A ‘postcard’ from the Smitherman campaign painting Ford as anti-cyclist.
Dave Meslin, in the first of what I hope will be a bunch of columns for the Toronto Star, writes about Ford’s sometimes exaggerated views on cycling:
Ford says “cyclists are putting their lives at risk every time they go on the road,” and his solution is both simple and practical: “We have to widen our sidewalks, split them basically in half, pedestrians on one side, closest to the stores, and the cyclists on the other side. It will work in this city.”
This might not be the right solution for every street, but the idea of physically separating cyclists from motor traffic, where possible, is a good one. It encourages more people to try cycling. The concept is not new, nor radical. It’s just common sense, and that’s why separated lanes are being used in cities all across the world, from Berlin to Manhattan to Montreal.
I appreciate the call for a more nuanced perspective on these kinds of things, but my short response to this piece would be simple: just because you’re not advocating AGAINST something doesn’t mean you’re an advocate FOR something.
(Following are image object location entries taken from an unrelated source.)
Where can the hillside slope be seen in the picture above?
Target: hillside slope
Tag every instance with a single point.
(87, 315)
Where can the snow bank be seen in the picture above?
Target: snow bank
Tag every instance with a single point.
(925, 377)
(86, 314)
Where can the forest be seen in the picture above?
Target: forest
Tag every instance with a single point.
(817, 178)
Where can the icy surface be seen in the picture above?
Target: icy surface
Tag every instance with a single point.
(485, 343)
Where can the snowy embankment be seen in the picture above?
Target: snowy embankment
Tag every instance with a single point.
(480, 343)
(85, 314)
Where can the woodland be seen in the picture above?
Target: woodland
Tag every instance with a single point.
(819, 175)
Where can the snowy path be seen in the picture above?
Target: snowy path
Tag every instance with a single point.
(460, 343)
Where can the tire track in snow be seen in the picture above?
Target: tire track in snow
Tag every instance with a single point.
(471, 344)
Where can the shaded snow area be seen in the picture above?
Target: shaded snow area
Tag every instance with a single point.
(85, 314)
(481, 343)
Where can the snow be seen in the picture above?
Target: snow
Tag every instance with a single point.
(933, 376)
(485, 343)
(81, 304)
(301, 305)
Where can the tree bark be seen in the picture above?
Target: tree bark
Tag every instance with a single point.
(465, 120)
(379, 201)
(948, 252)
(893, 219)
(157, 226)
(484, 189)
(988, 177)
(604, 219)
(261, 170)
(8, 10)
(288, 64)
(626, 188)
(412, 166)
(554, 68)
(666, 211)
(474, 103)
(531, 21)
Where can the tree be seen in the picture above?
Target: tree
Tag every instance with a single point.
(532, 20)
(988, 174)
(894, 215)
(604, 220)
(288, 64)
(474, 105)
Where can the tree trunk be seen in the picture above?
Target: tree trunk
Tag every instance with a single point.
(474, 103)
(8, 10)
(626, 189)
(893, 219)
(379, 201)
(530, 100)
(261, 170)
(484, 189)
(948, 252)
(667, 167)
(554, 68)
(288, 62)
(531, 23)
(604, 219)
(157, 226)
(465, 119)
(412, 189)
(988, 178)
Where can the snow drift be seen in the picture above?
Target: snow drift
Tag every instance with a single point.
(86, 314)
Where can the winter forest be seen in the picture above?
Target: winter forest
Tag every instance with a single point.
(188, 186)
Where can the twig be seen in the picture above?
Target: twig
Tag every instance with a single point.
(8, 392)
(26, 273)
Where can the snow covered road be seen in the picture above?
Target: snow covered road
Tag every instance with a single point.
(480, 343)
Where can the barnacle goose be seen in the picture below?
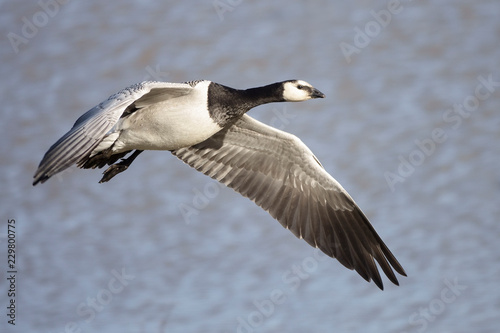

Case in point: after Councillor Denzil Minnan-Wong, chair of the Public Works & Infrastructure Committee, revealed his plan for physically separated bike lanes in the downtown core in January, the response from the Mayor’s Office was swift. This kind of thing, they said, was simply not a priority.
On a related note: There’s a bizarro world fight simmering over this issue, stemming from the Toronto Cyclists Union enthusiastic support of Minnan-Wong’s plan. They’ve even asked neighbourhood groups to write letters in support of the plan. This has put them at odds with Adam Vaughan, who has written a detailed letter explaing why he’s against Minnan-Wong’s proposals. Needless to say, if you had said last year that the Cyclists Union would be allied with Denzil Minnan-Wong, de facto leader of the “War on Cars” brigade during the Jarvis debates, against lefty man-of-the-people Adam Vaughan you’d probably have been called crazy. But here we are.
I’d echo a call for a more nuanced approach to this issue. There are good reasons to be cautious when looking at Minnan-Wong’s plan, particularly as it may represent the sum total of all the on-street bike lanes this administration wishes to build. (In a 2009 interview with BlogTO, Minnan-Wong said “it’s not practical” for lots of bike lanes downtown: “Let’s determine where there might be one or two of them that they can use and let’s invest in those.”) But it would also be a shame to oppose it out-of-hand, as any new cycling infrastructure would be welcome at this point, particularly a new east-west route on Richmond Street.